There was a rumor that the grandson of the Jewish butcher was hiding with a farmer in the village. The gentile warned his neighbor that a day would come and this Jew will take from him twice the amount of the plunder. In the meantime, the police were investigating and searching the houses [for Jews who had eluded capture]. The police promised 1000 marks for every living Jew who was handed over for arrest. And if a Jew was found about whom they had not been informed, the gentile who sheltered him would be hanged.

The decrees and the conflicted situation in the villages also hurt the two sisters. For a long period, the gentile – “their savior” – had been estranged from them. The property he received from their family was worth thousands of rubles. Clothes and valuables, which their parents had transferred to his house, would be enough for him and his family members for decades, but how would he keep in his house the living evidence of the “estate” that he possessed? He could not sleep at night, and here he received help “from heaven,” in the form of the neighbors and the police who helped him in this matter.

In the evening, the farmer came to the sisters in the granary and told them that he would no longer hide them. He gave them food for their journey and asked them to leave his house and the village as soon as possible.

And so, the two Jewish girls, disguised as farm girls, wandered through villages and farming towns, looking for work to support themselves. If they had made their way separately, it would have been easier for them to somehow manage, but how can you be parted at a time like this? In the summer season, it was possible to get field work. However, in the winter, it was difficult for them, because together they looked suspicious to the farmers, and their black eyes testified that they were daughters of Israel.

They arrived at a new village and found shelter with one of the farmers. In the forest that was near the village there were Jews working [as slave laborers]. They cut down trees, and the farmers drove them to the gathering place. Sometimes the echoes from the forest were carried on the wings of the wind. – the workers speaking in juicy Yiddish. Sometimes they heard a vigorous curse in Hebrew that was addressed to the enslaving Nazis murderers.

In their hiding place, the girls heard the cries of blood and could not overcome their storm of emotions. It was difficult for them to always be disguised, to live as Christians and be alienated from everyone. And no one knew if they would be able to last like this until the end.

After a night of wandering, they decided, while in an abandoned granary at the edge of the village, to go to the Jews in the forest. In the morning they arrived at the Jewish labor camp in the forest. The Jewish foremen found certificates for them, and they were accepted as members of the labor camp.

* * *

The woodchoppers' camp was one of the “Todt” [company] camps[3] and the workers were moved from place to place.
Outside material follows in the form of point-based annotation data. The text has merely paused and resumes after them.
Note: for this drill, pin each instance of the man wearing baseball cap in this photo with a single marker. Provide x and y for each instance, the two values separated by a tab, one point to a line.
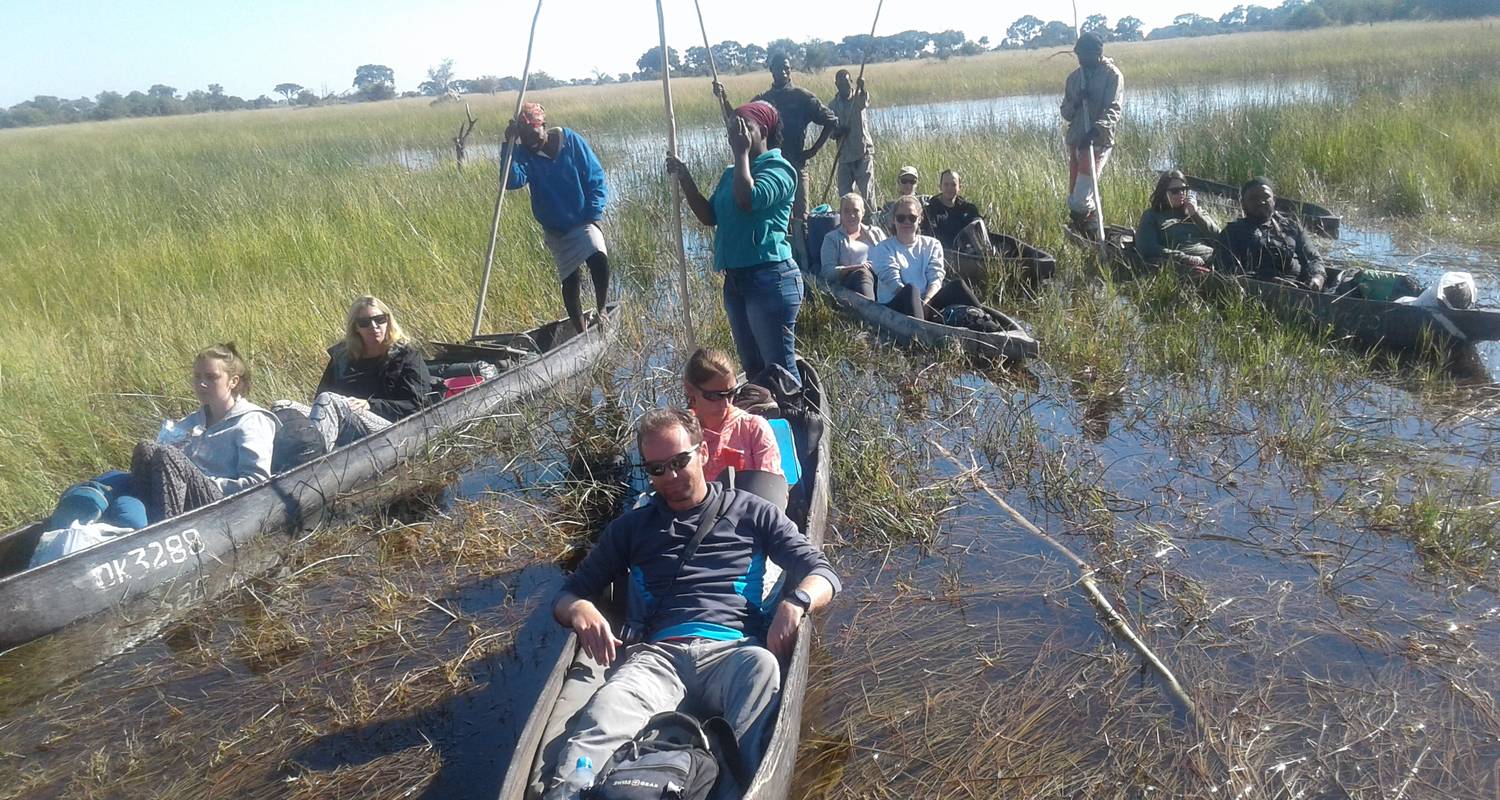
905	185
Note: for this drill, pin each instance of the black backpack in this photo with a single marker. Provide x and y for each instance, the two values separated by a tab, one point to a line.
674	757
297	442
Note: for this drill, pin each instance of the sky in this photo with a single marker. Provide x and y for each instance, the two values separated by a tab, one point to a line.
75	48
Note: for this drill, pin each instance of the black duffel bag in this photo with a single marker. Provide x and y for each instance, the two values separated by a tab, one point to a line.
672	757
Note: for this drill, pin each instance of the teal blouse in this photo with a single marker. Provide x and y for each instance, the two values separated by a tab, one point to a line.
744	239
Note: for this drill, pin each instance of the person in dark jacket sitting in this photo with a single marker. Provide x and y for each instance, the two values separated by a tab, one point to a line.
701	634
1269	243
375	377
1173	228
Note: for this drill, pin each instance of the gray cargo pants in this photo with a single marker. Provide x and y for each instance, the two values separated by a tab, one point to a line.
336	421
738	680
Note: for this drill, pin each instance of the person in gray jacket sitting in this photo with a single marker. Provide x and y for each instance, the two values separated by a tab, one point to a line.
221	449
698	634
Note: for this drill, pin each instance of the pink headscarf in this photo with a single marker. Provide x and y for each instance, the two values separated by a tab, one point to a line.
759	113
533	114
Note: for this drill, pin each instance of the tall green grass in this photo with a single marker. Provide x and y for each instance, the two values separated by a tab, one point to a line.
129	245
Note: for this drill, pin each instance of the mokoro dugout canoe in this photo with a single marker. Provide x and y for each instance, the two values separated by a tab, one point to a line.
575	677
1011	344
1313	216
203	553
1016	260
1368	323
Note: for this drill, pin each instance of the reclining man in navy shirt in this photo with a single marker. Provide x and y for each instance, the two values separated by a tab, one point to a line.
704	640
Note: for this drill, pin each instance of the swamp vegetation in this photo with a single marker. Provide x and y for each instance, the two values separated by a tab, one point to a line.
1307	535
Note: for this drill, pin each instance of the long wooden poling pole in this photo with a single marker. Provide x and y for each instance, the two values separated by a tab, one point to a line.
713	68
677	188
504	177
863	59
1091	589
1094	171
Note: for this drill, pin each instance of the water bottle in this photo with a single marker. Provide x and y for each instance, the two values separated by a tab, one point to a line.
581	779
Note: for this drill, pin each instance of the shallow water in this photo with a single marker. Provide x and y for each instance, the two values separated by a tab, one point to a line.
1328	653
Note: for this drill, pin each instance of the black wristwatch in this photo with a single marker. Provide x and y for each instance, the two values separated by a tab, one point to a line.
801	599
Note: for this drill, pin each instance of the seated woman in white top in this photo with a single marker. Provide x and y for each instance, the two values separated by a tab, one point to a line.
846	248
909	269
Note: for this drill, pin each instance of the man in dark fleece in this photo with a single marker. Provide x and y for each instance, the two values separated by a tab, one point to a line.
1269	243
707	637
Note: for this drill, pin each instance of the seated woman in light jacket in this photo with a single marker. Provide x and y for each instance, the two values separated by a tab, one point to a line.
219	449
846	248
909	269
The girls went to work together with hundreds of boys and girls. When the camp arrived in the Vilna ghetto, the two girls arrived with it. They lived a normal camp life in the ghetto. They were well aware of their situation and waited for the right opportunity to leave the camp and wander until the end.

They knew about the death of their parents. They heard a rumor about one of their uncles and his family, who [while being marched to a place of captivity] ran away from the line. On one of the cold winter days, the sisters once again arrived at the camp of the wandering woodchoppers, where they had previously been hiding. The roads and paths are known to them, and they felt a constant longing to escape to a settlement of free people.

By noon of a working day they had completed their quota for cutting trees. After that they made their way to the village of Zachary [Zakoriai]. They wanted to buy a slice of bread and potatoes for money, or clothes, or even to receive something as charity. They went from one farmer's house to another, but no gentiles were willing to sell to them. The farmers did not want to share their bread with the two hungry girls. Finally, they reached a hut that had sunk into the ground. An old man who smoked a pipe lived in the hut. He recognized that they were Jewish and he remembered, apparently, that he had spent many hours of his life in Jewish homes. He asked them, out of curiosity, how did they had ended up in this remote village, what was their job, how did they make a living, and whether there many Jews left alive in the country. The girls were puzzled and did not understand the meaning of his interest in them; it was the first time that a gentile farmer had shown any interest in Jews. He should not have continued with his questions because as they started talking their words burst forth like a stream of water. They told him about their past, about their hardships, about their work and their “sources of livelihood.” While talking, they told him that they came from a town not far away, from Olkeniki, and that they were the granddaughters of Shmuel Yaakov, who was known to the farmers of the village and the surrounding area.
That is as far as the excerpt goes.